Eskom will be required to sell off its internal lending operation called Eskom Finance, which has a loan book of about R10bn, as one of the conditions of its receiving a cash injection by the government.

The Eskom Finance company was started in 1990 primarily as a means to enable its employees to have access to home loan finance.  

The requirement was disclosed by Treasury director-general Dondo Mogajane in reply to questions by members of parliament’s appropriation committee on Wednesday, following his briefing on the Special Appropriation Bill. The bill allocates an additional R59bn to Eskom over two years: R26bn in 2019/2020 and R33bn in 2020/2021.

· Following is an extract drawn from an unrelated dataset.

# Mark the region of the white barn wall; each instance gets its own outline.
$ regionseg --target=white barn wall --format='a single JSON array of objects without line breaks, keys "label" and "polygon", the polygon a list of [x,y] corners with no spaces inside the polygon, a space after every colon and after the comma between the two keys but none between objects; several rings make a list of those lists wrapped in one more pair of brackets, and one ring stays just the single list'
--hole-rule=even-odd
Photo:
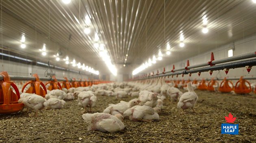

The government has been heavily criticised for allocating the funds without imposing stringent conditions on the bailout, with credit ratings agencies and lenders being particularly worried about the state of governance at state-owned power utility.

Mogajane stressed that the Treasury was still working on the conditions and that more stringent ones would be forthcoming. The Treasury wants to finalise the conditions as soon as possible he said, so they are in place once funds start to flow to Eskom.

One of the conditions would be that Eskom sell its Eskom Finance operation.

The electricity utility was not in the business of offering loans to staff and others, Mogajane said. The R10bn that could be derived from the sale could be invested in operations.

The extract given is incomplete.